Data Ingestion — Part 1: Architectural Patterns

janmeskens
The Modern Scientist
11 min readNov 27, 2023

--

Over the course of two articles, I will thoroughly explore data ingestion, a fundamental process that bridges the operational and analytical worlds. Ingestion is critical for transporting data from a multitude of sources in its original operational environment — often referred to as the ‘operational plane’ — to the sphere of analysis, or the ‘analytical plane’. This transition is essential for unlocking the full potential of analytical empowerment.

Data Ingestion serves as the critical link between the operational plane — where data originates — and the analytical plane — where data is transformed into analytical products such as AI models, dashboards, and APIs (Image credit: Author).

The essence of this empowerment is the ability to generate data-driven insights and implement artificial intelligence models, relying on a diverse array of data sources. The analytical capacity of an organization often directly correlates with the number of data sources it can effectively analyze. Therefore, choosing the right data ingestion strategies is crucial. These strategies must be robust enough to handle a wide range of relevant data sources, from standard operational applications like CRMs, ERPs, and financial systems to more unconventional ones such as IoT sensors, APIs, and diverse formats like (scraped) documents, images, and videos.

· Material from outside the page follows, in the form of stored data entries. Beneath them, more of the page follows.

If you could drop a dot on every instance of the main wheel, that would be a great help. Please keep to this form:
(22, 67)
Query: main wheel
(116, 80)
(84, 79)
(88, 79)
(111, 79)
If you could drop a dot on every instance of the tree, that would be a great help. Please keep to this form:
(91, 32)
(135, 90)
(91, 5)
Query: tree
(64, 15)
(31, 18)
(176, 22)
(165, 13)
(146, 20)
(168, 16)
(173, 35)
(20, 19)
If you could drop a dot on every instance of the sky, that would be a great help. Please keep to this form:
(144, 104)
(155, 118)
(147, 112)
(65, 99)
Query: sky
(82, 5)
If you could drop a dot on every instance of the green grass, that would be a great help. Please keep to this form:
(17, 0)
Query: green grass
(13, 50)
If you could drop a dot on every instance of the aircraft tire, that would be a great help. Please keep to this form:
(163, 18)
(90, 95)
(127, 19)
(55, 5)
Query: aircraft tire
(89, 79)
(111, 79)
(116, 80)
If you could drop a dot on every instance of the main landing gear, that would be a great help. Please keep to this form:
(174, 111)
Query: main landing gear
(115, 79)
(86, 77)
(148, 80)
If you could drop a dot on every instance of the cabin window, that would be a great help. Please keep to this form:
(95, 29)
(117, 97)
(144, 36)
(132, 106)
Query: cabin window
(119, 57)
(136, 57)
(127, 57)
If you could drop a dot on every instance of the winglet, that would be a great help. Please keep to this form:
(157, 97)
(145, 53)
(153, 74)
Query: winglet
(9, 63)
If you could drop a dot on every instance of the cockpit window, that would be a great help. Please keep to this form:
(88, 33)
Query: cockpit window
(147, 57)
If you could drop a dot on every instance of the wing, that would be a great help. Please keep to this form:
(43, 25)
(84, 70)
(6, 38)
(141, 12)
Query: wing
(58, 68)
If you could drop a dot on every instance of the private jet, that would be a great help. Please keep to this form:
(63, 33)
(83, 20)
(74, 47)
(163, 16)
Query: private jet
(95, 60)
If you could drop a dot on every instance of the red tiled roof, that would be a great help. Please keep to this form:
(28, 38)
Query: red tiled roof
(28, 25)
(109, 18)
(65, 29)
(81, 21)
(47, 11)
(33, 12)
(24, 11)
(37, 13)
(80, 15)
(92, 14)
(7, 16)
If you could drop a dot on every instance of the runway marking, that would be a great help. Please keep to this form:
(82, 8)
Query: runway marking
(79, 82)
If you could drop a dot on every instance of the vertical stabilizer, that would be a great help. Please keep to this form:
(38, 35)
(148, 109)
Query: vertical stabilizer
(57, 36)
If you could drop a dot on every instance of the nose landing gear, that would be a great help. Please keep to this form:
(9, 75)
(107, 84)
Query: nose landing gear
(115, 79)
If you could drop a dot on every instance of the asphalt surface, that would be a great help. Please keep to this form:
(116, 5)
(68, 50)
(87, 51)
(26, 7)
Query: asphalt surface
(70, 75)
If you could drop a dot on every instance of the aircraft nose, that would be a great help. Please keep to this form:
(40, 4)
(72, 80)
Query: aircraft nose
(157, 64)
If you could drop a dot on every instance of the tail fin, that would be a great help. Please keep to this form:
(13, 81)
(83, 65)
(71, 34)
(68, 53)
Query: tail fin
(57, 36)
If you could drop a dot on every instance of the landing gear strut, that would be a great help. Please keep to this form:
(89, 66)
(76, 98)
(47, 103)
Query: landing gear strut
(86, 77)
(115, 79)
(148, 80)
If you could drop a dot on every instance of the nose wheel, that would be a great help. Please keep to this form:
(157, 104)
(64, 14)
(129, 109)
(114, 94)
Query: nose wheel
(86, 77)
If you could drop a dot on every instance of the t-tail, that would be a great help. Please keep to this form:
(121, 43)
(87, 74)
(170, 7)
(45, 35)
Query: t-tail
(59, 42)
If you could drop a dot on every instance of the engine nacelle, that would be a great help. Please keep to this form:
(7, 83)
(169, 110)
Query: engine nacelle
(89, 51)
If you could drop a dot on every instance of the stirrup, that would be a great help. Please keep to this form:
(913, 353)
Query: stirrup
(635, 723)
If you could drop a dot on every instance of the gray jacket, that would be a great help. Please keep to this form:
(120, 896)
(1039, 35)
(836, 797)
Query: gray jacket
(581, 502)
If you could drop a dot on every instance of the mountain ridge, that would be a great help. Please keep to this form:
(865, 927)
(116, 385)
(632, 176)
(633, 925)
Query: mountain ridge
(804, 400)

Data ingestion forms a key piece in the broader data platform puzzle. The choice of ingestion strategies hinges on underlying architectural designs and can be executed through a diverse range of tool flavors. (Image: Author).

When taking a broader view, it becomes clear that data ingestion, while just one element, is a crucial component of the larger data platform puzzle within an organization. This data platform typically serves as a cornerstone in digital transformation initiatives, aiding organizations in achieving their business objectives. At its core, a data platform comprises various architectural patterns and an array of tools, each playing a vital role in its functionality and effectiveness.

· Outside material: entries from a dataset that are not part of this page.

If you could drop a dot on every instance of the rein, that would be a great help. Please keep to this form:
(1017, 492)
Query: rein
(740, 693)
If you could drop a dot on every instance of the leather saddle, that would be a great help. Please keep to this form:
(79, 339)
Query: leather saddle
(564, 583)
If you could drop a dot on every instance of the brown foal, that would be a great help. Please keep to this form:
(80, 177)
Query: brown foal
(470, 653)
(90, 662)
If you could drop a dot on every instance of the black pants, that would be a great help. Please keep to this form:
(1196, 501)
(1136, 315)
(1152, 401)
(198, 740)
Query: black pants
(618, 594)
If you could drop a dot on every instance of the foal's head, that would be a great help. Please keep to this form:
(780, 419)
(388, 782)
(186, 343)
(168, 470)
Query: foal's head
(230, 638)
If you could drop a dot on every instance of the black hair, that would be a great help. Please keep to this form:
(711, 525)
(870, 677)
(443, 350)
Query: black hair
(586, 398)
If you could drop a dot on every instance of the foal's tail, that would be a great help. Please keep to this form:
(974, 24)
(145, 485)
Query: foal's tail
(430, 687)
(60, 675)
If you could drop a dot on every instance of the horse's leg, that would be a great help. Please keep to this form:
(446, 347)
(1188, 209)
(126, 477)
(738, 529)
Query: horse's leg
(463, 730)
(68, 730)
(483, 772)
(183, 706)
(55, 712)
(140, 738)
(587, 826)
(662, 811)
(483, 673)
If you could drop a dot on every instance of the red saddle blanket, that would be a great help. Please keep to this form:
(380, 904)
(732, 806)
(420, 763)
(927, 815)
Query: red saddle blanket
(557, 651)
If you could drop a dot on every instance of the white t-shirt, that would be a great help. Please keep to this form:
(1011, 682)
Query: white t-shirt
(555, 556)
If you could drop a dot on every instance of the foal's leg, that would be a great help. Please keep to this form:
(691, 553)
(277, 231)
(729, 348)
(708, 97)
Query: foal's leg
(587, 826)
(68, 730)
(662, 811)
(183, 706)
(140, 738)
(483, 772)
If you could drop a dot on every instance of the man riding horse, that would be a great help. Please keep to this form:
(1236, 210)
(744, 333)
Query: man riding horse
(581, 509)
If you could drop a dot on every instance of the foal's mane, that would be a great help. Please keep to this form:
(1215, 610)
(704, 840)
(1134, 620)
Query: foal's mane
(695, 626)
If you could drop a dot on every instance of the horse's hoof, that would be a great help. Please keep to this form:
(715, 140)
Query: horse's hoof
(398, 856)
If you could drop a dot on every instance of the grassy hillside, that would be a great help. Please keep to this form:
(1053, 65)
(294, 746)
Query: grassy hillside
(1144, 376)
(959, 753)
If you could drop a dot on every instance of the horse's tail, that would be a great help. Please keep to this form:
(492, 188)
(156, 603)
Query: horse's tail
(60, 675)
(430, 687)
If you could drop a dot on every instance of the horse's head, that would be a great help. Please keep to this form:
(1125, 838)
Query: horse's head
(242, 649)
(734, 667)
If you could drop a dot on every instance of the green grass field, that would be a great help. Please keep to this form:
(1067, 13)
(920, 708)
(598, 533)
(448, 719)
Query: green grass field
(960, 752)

In the first of two articles dedicated to data ingestion, this piece explores the architectural paradigms that guide the selection of suitable data ingestion technology. My aim is to distill each pattern to its essence, shedding light on the strategic implications they hold for the data ingestion process. The ambition behind presenting these patterns is to identify and surmount the hurdles that often complicate what should theoretically be the most straightforward yet absolutely essential task: integrating data within your analytical framework. Grasping the strategic gravity of data ingestion is imperative for guaranteeing a fluid transition and effective utilization of data across the vast expanse of an organization’s data ecosystem.

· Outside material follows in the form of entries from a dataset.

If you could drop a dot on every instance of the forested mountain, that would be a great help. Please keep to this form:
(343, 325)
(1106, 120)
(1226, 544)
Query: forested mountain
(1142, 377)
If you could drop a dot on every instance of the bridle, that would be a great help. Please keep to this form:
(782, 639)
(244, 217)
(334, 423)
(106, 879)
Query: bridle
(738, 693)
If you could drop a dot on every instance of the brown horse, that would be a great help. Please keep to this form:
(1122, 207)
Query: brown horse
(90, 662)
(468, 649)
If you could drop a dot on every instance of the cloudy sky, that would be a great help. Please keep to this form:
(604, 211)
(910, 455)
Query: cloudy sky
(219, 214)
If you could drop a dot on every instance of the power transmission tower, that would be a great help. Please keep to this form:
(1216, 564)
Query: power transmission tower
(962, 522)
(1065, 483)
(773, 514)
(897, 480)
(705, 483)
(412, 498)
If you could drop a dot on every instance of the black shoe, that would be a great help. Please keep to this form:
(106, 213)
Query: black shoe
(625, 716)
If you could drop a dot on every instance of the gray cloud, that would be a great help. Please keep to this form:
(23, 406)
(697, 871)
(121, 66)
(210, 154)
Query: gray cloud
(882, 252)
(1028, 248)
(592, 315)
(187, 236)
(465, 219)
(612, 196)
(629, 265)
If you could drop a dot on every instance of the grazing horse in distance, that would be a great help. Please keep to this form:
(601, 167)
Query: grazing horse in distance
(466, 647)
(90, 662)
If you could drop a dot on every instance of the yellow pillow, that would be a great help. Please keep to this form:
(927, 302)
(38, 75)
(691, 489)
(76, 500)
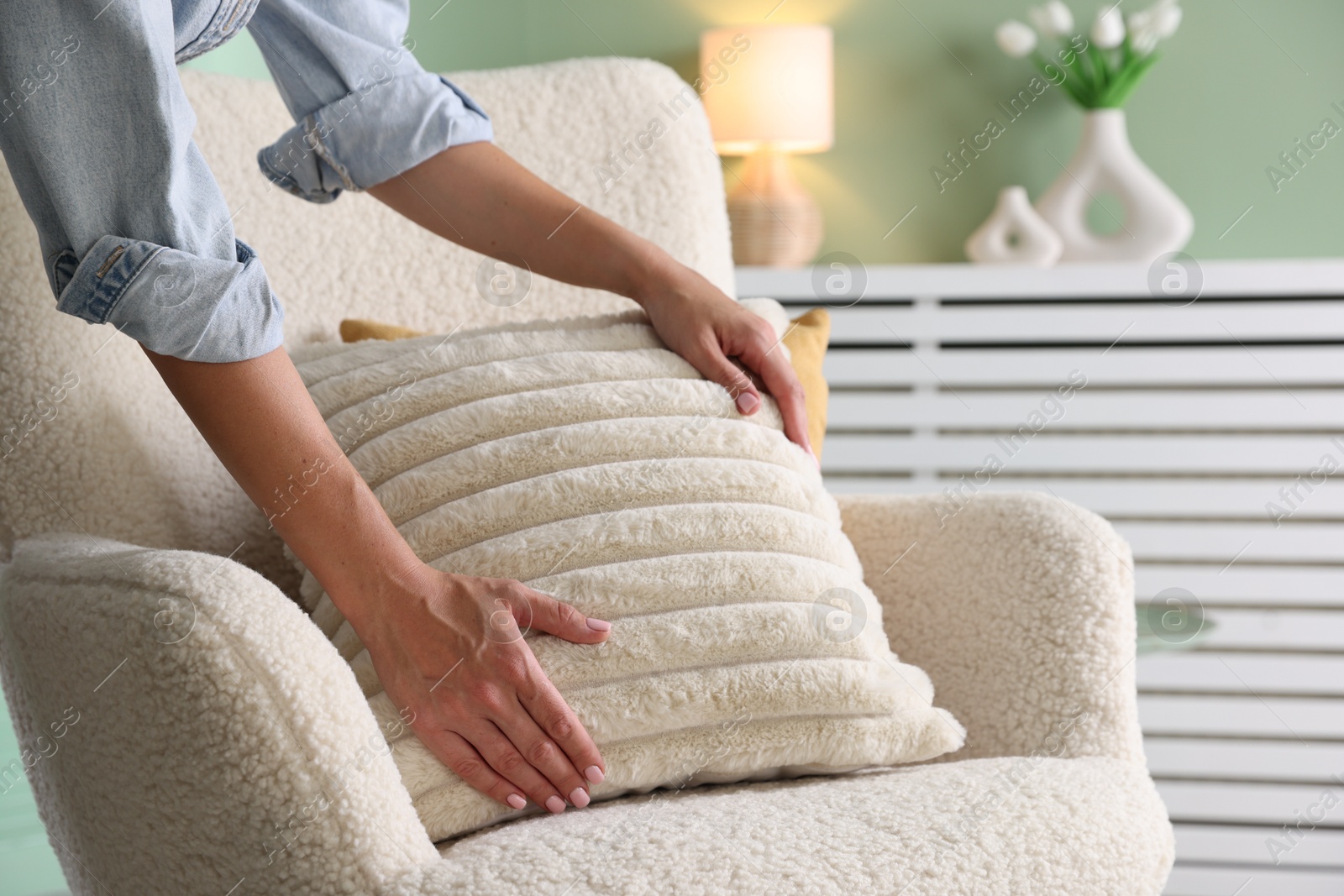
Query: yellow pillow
(806, 340)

Pattern 1: Unified Data Repository

The first architectural approach we examine is the Unified Data Repository pattern, where a single storage system caters to both the operational application needs and analytical processing. Typically, this system is a Relational Database Management System (RDBMS). In such a setup, the same database is utilized for both everyday operations and data analysis, eliminating the necessity for data transfer between distinct storage solutions.

A unified data repository addresses the requirements of operational applications and supports analytical processing. Analytical insights are generated through virtualization, using views, or by duplicating and transforming data (Image credit: Author).

Within this approach, there are two prevalent sub-patterns:

  1. Virtualization — This involves the creation of virtual database layers, or views, that provide an analytical perspective atop operational tables within the database. It’s a way to ‘see’ the data through an analytical lens without physically altering or duplicating the data.
  2. Duplication and Transformation — Here, operational data is replicated in a format more conducive to analysis. This can be implemented via stored procedures, materialized views, or within the operational application’s storage layer itself, effectively creating a parallel version of the data optimized for analytical queries.

While this model offers simplicity in data management and the availability of raw data, it does come with significant limitations:

  • Data Integration Challenges — The model inherently struggles with integrating data from disparate physical databases, as it relies on a single storage system. To overcome this, one might resort to techniques like linked servers or cross-database queries, which, however, tend to introduce additional complexity and are generally not preferred.
  • Potential for System Interference — Operational and analytical processes operating concurrently on the same database can cause mutual interference, leading to increased load and potentially degrading the performance of both the operational applications and the analytical processing.
  • Performance Trade-offs — The differing optimization needs of Online Transaction Processing (OLTP) systems, which prioritize efficient handling of high volumes of transactions, and Online Analytical Processing (OLAP) systems, which are optimized for complex query processing, means that a system that tries to do both will likely be suboptimal for each task.
  • Tightly Coupled — The unified data repository pattern leads to a strong interconnection between the operational and analytical domains, resulting in restricted or no flexibility in either area.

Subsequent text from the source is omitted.